Cable and Conductor

The new definition for the word “cable” and "conductor"

Last edit: 03/03/2023

The new definition for the word “cable” resulted in a revised definition for the word “conductor” and new definitions for “bare conductor”, “covered conductor”, “insulated conductor”, “jacket”, and “wire”. The definitions now read:

  • “Conductor" – a conductive material that is constructed for the purpose of carrying electric current.
  • “Bare conductor" – a conductor having no covering or electrical insulation. These conductors would typically be used for bonding and grounding.
  • “Covered conductor" – a conductor covered with a dielectric material having no rated dielectric strength.
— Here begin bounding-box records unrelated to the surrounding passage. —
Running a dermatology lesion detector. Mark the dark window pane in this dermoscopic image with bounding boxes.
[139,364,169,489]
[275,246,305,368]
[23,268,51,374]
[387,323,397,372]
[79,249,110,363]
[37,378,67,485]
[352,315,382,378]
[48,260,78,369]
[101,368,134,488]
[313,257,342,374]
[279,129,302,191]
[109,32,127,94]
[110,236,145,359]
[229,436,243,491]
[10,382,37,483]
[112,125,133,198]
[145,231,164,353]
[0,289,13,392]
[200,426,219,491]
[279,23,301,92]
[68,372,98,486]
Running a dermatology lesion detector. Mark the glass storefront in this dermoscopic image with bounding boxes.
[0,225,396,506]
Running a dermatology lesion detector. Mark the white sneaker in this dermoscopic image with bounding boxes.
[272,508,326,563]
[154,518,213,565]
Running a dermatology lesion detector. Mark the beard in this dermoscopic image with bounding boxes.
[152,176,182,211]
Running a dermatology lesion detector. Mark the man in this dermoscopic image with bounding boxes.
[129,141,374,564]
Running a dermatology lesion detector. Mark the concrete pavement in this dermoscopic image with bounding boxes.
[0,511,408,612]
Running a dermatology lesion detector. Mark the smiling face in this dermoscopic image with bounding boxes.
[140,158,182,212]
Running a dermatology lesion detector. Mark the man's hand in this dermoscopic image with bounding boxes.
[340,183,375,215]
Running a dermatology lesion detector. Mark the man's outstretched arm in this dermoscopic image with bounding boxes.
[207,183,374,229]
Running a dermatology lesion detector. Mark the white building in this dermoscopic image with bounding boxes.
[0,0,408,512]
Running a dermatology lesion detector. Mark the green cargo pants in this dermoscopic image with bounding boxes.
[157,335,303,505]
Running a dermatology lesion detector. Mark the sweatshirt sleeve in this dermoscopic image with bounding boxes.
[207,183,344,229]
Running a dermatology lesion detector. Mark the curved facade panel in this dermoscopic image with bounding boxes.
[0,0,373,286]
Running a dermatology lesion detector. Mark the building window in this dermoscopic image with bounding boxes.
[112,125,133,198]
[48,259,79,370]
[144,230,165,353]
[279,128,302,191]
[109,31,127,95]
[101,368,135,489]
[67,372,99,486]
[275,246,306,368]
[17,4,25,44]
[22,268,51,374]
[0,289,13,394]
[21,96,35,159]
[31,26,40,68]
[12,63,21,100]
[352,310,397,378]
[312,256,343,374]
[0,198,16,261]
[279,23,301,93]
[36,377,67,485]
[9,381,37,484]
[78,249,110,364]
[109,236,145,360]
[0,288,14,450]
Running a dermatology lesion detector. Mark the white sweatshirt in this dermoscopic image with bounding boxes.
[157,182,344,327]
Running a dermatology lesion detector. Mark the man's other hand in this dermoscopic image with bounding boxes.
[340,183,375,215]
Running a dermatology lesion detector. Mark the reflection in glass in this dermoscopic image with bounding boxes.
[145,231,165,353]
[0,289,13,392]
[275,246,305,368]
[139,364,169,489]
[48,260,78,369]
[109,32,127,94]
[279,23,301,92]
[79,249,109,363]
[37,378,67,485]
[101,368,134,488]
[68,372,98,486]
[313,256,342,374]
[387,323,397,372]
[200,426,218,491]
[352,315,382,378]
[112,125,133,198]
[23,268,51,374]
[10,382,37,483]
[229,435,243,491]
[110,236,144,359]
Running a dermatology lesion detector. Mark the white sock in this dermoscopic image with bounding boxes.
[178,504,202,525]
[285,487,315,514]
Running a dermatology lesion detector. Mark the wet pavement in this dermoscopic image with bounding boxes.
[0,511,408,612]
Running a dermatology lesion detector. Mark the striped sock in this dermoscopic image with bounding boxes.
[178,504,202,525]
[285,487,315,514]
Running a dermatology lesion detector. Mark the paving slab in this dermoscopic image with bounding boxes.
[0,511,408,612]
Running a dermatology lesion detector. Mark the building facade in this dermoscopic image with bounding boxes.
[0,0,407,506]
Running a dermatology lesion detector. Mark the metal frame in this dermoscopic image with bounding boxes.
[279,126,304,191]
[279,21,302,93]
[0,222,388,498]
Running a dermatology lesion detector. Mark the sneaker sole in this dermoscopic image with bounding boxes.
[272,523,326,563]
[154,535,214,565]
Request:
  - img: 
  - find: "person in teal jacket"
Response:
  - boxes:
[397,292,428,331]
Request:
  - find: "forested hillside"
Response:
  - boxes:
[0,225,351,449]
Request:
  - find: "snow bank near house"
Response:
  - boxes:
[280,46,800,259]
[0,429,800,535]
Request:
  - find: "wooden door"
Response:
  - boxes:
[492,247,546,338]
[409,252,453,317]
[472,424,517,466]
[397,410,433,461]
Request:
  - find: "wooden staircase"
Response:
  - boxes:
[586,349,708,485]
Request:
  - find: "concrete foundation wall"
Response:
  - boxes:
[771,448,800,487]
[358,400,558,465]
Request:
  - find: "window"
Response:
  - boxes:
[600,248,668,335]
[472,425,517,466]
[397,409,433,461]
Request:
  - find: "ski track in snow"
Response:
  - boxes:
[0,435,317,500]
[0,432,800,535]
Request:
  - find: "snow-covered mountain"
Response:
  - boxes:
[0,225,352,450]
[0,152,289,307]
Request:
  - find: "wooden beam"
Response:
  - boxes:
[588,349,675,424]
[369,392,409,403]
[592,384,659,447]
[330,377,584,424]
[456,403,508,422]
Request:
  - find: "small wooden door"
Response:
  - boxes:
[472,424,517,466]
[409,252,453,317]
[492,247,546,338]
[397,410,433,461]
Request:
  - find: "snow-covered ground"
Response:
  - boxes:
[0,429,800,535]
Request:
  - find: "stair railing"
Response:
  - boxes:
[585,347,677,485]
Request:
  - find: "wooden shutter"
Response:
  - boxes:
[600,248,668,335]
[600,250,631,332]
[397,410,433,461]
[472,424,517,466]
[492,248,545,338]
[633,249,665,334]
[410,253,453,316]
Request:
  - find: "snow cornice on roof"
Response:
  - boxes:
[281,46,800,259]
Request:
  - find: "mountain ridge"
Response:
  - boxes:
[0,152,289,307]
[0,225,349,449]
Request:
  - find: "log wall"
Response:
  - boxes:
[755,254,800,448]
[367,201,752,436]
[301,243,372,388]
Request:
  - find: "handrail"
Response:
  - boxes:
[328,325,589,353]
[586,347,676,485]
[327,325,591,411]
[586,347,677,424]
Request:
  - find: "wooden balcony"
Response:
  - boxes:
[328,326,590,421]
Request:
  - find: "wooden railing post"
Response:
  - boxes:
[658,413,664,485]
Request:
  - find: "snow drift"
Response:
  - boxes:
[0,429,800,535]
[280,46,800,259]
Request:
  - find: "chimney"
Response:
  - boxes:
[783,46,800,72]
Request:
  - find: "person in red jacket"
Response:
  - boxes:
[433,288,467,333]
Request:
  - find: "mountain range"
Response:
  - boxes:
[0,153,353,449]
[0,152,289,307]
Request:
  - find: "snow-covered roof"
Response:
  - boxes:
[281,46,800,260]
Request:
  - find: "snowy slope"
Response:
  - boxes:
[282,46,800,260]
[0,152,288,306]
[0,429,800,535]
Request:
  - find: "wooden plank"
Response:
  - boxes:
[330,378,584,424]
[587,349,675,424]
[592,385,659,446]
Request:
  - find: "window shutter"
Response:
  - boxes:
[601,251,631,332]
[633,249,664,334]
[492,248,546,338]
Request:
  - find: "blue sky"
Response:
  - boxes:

Covered conductors are typically used inside distribution equipment and for overhead high voltage installations.
  • “Insulated conductor" – a conductor covered with a dielectric material having a rated dielectric strength.
  • “Cable" – a complete manufactured assembly of one or more insulated conductors which may also include optical fibres, fillers, strength members, insulating and protective material, having a continuous overall covering providing electrical, mechanical and environmental protection to the assembly.
  • “Jacket" – a non-metallic covering on a cable which provides mechanical and environmental protection for the cable.
  • “Wire" – see "Conductor.”

The rationale for these new definitions was to provide separate dedicated definitions in order to recognize the specific differences between conductors and cables. The reworded definition of conductor is now limited to the conductive material (aluminum, copper, etc.) used to carrying electric current.